It was in an obscure arty little cinema specializing in incomprehensible work by assorted foreigners. He had come there for the third time, drawn by the purity of the imagery unfettered by any dictates of narrative. The offering on that particular night was something in Russian called _The Mirror_, and as Severus understood, had to do with doomed love and war, though it also seemed to be saying something about fathers and sons and the way history repeats itself. He didn't dare stop reading the subtitles in case there was a message there, so he almost missed it when the woman with the red-gold hair on the screen turned around and looked at him, wearing Lily's face. The next moment, she was gone again, but Severus stayed until the film was over, then sat through the following features, all the way until the end.
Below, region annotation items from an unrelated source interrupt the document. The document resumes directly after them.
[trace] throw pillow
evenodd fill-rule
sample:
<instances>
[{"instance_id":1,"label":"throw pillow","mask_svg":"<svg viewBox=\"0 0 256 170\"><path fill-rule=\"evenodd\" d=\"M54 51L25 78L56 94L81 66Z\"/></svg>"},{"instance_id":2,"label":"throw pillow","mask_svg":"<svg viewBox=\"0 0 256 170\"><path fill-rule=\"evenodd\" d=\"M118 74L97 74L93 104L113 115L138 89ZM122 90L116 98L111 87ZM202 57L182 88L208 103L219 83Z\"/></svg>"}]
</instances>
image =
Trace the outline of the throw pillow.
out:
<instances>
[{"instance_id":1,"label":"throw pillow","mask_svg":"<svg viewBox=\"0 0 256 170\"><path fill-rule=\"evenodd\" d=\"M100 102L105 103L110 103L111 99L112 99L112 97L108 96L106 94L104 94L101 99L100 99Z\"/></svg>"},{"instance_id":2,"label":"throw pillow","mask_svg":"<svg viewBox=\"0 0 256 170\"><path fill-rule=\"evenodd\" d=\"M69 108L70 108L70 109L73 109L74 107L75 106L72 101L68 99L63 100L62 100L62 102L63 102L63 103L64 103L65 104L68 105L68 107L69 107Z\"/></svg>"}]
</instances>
When the house finally emptied, he staggered outside. His eyes hurt; he realized that all this time he had not dared so much as to blink.

After that, he tried to get out during the week as well, if he was not on school patrol duty. He put off Malfoy's invitations with the flimsiest of excuses, earning himself a stirring speech from Dumbledore on the subject of constant vigilance, so important in the métier of espionage.
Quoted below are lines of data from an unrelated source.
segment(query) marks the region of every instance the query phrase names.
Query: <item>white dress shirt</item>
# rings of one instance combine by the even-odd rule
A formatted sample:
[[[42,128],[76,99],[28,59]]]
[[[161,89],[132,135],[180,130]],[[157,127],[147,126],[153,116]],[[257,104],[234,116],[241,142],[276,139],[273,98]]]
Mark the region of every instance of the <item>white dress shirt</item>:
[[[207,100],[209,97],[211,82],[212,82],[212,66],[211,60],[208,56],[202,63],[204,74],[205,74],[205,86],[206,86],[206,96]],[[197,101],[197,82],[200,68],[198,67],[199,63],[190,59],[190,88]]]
Sometimes, he was lucky. He caught glimpses of her standing on the deck of a ship, riding a horse, looking into mirrors, windows, ornamental pools. In the _Duchess of Malfi_, she appeared as a man. "She is what you would have her," Lily said, looking straight at Severus as she turned from the dead woman at her feet. "Do you not weep? Other sins only speak; murder shrieks out." Severus stared back, frozen in horror. "The element of water moistens the earth, but blood flies upward and bedews the heavens," she continued implacably.

It was the only time he heard her speak, though it seemed to him that she tried, unsuccessfully. Had she broken through, come this close, only to bring home the guilt he had already fully accepted? Did he not weep - what bloody kind of question was that?
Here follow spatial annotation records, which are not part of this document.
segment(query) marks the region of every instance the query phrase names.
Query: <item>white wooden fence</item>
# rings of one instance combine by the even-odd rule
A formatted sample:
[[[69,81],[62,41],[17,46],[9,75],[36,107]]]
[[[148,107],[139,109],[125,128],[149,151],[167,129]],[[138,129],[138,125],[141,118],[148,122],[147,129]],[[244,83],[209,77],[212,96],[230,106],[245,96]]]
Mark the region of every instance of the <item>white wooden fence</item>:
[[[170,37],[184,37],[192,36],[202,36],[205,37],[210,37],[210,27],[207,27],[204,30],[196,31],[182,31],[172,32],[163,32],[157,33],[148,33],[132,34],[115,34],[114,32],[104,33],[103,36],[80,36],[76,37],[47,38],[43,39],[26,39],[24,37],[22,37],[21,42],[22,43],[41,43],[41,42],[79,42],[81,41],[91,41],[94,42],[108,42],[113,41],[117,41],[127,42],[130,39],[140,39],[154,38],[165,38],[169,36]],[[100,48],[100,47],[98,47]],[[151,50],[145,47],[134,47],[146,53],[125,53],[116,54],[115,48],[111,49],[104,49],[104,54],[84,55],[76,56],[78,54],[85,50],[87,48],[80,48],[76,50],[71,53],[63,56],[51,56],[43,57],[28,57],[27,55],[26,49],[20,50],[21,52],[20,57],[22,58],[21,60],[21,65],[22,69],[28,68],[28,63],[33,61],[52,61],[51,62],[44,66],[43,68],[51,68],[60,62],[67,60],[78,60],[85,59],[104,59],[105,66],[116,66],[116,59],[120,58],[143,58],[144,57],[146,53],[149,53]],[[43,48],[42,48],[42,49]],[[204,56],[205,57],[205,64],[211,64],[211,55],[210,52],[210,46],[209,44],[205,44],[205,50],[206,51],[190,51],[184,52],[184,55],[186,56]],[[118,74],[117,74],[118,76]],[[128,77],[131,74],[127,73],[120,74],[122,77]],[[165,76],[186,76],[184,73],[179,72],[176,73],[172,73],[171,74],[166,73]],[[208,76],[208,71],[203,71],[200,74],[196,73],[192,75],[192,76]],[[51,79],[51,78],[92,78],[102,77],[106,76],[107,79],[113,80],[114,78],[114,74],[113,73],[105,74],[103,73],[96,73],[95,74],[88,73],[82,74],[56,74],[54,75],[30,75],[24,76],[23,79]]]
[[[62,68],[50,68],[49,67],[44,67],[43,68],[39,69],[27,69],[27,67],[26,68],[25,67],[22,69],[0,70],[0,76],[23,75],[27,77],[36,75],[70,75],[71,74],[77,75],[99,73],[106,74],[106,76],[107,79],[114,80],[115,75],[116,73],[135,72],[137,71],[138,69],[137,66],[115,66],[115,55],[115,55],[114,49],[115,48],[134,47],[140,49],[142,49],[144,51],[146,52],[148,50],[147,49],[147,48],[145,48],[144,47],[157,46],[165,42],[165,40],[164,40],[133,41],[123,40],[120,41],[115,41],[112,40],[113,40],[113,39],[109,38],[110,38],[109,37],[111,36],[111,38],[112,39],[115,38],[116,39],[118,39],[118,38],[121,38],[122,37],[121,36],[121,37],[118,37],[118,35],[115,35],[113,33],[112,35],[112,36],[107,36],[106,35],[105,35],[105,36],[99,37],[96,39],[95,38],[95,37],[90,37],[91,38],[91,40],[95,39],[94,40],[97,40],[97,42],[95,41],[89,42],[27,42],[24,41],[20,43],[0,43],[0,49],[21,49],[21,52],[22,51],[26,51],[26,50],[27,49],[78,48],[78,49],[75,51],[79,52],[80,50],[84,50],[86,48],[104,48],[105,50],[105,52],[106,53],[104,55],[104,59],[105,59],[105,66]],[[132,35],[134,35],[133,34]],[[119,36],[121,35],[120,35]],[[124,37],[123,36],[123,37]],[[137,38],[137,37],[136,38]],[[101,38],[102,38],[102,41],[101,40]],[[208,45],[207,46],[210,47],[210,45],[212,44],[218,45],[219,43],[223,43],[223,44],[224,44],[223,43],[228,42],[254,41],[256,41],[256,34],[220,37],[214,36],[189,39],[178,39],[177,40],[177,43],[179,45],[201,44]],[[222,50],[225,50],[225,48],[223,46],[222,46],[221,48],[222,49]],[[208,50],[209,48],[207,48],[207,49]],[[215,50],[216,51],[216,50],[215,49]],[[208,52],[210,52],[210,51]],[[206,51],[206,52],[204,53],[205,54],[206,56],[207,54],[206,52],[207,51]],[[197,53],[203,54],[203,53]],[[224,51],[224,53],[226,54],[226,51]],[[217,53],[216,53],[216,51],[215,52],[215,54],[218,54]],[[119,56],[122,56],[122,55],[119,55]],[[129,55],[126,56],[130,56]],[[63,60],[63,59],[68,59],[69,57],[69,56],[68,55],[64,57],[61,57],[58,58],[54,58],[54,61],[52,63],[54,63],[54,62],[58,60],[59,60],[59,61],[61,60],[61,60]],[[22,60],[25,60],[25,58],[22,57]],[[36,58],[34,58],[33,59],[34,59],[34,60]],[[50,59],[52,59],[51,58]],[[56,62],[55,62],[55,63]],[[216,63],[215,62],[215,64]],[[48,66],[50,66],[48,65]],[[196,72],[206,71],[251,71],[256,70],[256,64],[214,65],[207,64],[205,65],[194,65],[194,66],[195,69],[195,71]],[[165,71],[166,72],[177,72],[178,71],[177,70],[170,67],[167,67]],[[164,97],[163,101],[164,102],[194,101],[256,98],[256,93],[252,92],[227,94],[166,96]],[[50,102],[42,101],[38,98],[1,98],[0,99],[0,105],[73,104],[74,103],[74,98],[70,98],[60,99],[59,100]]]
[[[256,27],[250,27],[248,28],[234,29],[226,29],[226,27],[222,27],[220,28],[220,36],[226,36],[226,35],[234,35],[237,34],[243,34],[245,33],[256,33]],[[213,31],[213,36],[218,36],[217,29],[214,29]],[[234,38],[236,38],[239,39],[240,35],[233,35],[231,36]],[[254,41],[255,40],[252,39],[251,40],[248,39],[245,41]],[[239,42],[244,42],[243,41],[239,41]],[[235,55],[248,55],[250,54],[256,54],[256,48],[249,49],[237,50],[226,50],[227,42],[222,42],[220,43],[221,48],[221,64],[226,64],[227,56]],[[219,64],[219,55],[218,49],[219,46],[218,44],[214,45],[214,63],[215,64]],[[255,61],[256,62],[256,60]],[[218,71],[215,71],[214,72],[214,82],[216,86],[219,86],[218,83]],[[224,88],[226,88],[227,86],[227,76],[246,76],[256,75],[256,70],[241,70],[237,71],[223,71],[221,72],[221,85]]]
He rather thought it wasn't like Lily to expend all this effort just to make him feel terrible. It was especially not like the Lily he had seen last, who had been acting peculiar but very sure of herself. That Lily had known full well what she was doing and what she was saying, and she had clearly come to give him a message, which would mean that she had at least an inkling of what was about to happen, and she had known she would be able to communicate with him this way. None of this, as far as Severus knew, had anything to do with the effects of _Avada Kedavra_. There was something else going on here; something Severus had a chance of fixing – otherwise, why would she bother with all this?

Thus, Severus set to unraveling the puzzle. The words were important; speaking had seemed to take a lot out of Lily – he didn't see her for another three months afterwards, and when he did, the image was so faint as to almost be just an accident of lighting turning dark hair red and casting a greenish tint over grey eyes. On the chance that _The Duchess of Malfi _was important, he bought annotated copies of the original play and perused them between classes, with special attention to the lines Lily had spoken. The play itself, he supposed, could relate to the Dark Lord and Lily's death – there were the power struggles, the murdered families, the madness. With a sting of shame, Severus considered the character of Daniel Bosola, the spy who efficiently facilitated the horrors, then when it was far too late to save anyone, decided to feel bad about what he'd done and switched sides, then accidentally killed the person whose side he was switching to. But all this about Bosola being a gigantic fuck-up was not exactly helpful. Severus flipped through to the end again, which did not seem helpful either. Bosola died killing the villains, which was what Severus expected but failed to shed any light on the question of Lily.

Next, Severus tried analyzing the words Lily had spoken. The element of water could be an allusion to Slytherin, he supposed. Slytherins and shrieking murder. But Lily was not the dead woman at Bosola's feet. Dead people did not act this way; he'd done his research. She was missing, not lost, and she was trying to get through to him so he could save her. All he was doing was failing her all over again.

Then he began compiling data on where he'd seen her. Genre didn't seem to matter, but there was a definite bent towards scenes set in woods and fields. He thought it was suggestive, and a promising avenue for further research, that most appearances by far happened near a reflective surface. Some very powerful magic was done with mirrors and likenesses.

In time, the first feverish rush of activity wore off, leaving him with several additions to his routine – watch film, document any appearances, research. Remembering that Malfoy owned an excellent magical library, Severus even pulled himself together and reapplied himself to the assiduous cultivation of his Death Eater associates.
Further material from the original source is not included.